F1 has entered a new era – of tyres, anyway – with Pirelli making their return to the sport this morning.
Toro Rosso’s Jaime Alguersuari was the first driver to take the new rubber on-track at the Yas Marina circuit for what were their maiden laps on a 2010 F1 car, with previous running having been done on Toyota’s 2009 racer. All twelve teams fielded drivers including world champions Red Bull, for whom Sebastian Vettel set the quickest lap of the session. He’s clearly recovered from his post-title celebrations quite nicely, then.
Paul Hembray, Pirelli’s motorsport director, is in attendance and is thus far pleased with how things have been going. His company are returning to F1 after an absence of 20 years.
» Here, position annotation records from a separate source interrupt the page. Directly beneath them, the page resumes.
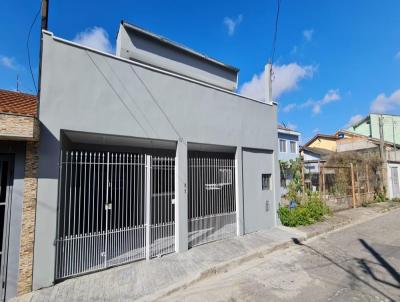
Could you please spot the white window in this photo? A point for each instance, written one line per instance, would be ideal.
(292, 147)
(282, 145)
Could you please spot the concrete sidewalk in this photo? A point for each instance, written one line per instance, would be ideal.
(150, 280)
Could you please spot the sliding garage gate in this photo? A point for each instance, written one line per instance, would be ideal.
(211, 199)
(113, 208)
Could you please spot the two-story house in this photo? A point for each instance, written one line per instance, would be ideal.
(288, 142)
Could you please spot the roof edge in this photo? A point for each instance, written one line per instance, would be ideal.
(178, 45)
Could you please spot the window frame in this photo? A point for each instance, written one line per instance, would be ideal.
(295, 147)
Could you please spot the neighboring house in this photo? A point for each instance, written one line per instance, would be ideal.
(144, 153)
(369, 126)
(288, 141)
(19, 133)
(312, 158)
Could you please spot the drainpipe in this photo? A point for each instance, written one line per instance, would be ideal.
(45, 14)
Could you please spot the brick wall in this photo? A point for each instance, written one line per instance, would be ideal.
(28, 220)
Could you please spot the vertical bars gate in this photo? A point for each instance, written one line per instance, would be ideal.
(102, 211)
(211, 196)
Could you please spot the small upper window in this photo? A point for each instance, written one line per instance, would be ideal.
(282, 145)
(292, 147)
(265, 181)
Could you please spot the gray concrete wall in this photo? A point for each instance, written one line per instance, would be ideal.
(88, 91)
(134, 45)
(17, 149)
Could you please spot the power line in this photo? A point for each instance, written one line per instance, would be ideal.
(27, 47)
(272, 56)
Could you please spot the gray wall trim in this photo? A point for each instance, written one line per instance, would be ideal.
(17, 149)
(153, 68)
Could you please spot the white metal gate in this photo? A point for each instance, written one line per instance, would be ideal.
(212, 207)
(108, 205)
(6, 187)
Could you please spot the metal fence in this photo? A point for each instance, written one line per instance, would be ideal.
(342, 186)
(162, 206)
(112, 209)
(211, 196)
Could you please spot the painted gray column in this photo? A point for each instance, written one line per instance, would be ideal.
(181, 201)
(46, 210)
(276, 167)
(239, 192)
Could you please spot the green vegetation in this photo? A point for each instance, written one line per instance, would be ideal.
(309, 211)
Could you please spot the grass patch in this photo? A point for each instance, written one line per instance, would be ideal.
(311, 210)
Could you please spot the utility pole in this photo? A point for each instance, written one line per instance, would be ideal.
(45, 14)
(382, 140)
(394, 139)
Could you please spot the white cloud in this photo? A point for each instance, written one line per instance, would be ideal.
(231, 24)
(289, 107)
(8, 62)
(386, 104)
(285, 78)
(331, 96)
(308, 34)
(354, 120)
(95, 37)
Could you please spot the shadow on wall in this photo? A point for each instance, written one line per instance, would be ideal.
(366, 269)
(49, 154)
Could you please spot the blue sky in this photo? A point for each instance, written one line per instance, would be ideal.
(335, 60)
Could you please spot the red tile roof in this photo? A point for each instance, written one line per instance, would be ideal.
(18, 103)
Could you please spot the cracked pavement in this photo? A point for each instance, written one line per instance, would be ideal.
(357, 263)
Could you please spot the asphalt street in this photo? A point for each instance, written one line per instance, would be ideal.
(358, 263)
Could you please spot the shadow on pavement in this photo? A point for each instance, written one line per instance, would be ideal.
(347, 270)
(386, 265)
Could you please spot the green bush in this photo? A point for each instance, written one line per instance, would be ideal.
(379, 197)
(310, 211)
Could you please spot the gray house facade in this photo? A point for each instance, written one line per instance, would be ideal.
(288, 141)
(144, 153)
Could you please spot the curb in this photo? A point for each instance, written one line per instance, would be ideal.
(220, 268)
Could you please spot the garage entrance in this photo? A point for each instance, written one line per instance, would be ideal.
(6, 181)
(211, 197)
(114, 208)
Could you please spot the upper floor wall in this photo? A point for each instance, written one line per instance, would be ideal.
(369, 126)
(134, 43)
(288, 144)
(90, 91)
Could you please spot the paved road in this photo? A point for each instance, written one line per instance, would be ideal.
(359, 263)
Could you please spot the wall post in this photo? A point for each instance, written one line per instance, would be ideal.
(181, 200)
(352, 185)
(239, 192)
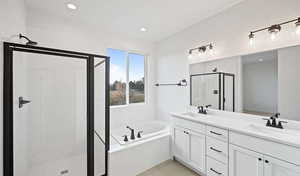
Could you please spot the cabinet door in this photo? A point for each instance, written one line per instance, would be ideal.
(243, 162)
(197, 151)
(181, 142)
(275, 167)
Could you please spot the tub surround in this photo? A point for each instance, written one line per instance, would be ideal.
(235, 144)
(136, 156)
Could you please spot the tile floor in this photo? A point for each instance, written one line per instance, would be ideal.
(169, 168)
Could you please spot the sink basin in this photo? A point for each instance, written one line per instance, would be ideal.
(274, 131)
(192, 114)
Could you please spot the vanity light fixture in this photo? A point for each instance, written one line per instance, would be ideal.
(143, 29)
(201, 50)
(274, 29)
(298, 26)
(71, 6)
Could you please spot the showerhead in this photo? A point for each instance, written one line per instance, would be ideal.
(32, 43)
(29, 42)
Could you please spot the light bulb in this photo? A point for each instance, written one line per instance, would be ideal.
(251, 38)
(190, 54)
(298, 29)
(251, 41)
(273, 30)
(273, 36)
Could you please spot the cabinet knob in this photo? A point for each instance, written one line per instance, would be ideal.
(219, 134)
(219, 173)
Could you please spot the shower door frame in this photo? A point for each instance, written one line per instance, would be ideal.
(8, 106)
(221, 88)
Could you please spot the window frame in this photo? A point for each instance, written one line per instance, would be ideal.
(127, 63)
“So far, we have had tremendous collaboration with the teams in preparation for this test,” said Hembray.
The Pirelli man also insisted that he isn’t concerned about the lap times recorded today. The fastest set in this morning’s session – new world champion Vettel’s 1m40.861s – falls over two and a half seconds short of Daniel Ricciardo’s lap in the same car – shod with Bridgestone tyres – during Wednesday’s young driver test.
“We have never set out looking for laptimes,” said Hembray. “That’s not to give you excuses about whether we are slow or fast because we haven’t a clue, to be honest. Maybe we like the surface that has been created and we have a great time. But it has never been an objective given to us and it’s not something that we have been able to chase.”
He added that Ricciardo’s lap on Wednesday highlights how changing track conditions can dramatically effect times. The Aussie was over a second quicker than Vettel managed in Saturday’s qualifying session.
“Based on the young driver test I think we’ve found someone who is a second-and-a-half quicker than Sebastian Vettel! That is the perfect example of how different days, different times and different conditions affect things. It’s not very important because the track changes a lot.”
Vettel’s best lap was half a tenth quicker than second fastest Felipe Massa, with Renault’s Robert Kubica a further tenth back in third. However with the teams still running their 2010 cars we’d be wasting our time if we tried to get any concrete indication of who the new rubber will favour next year.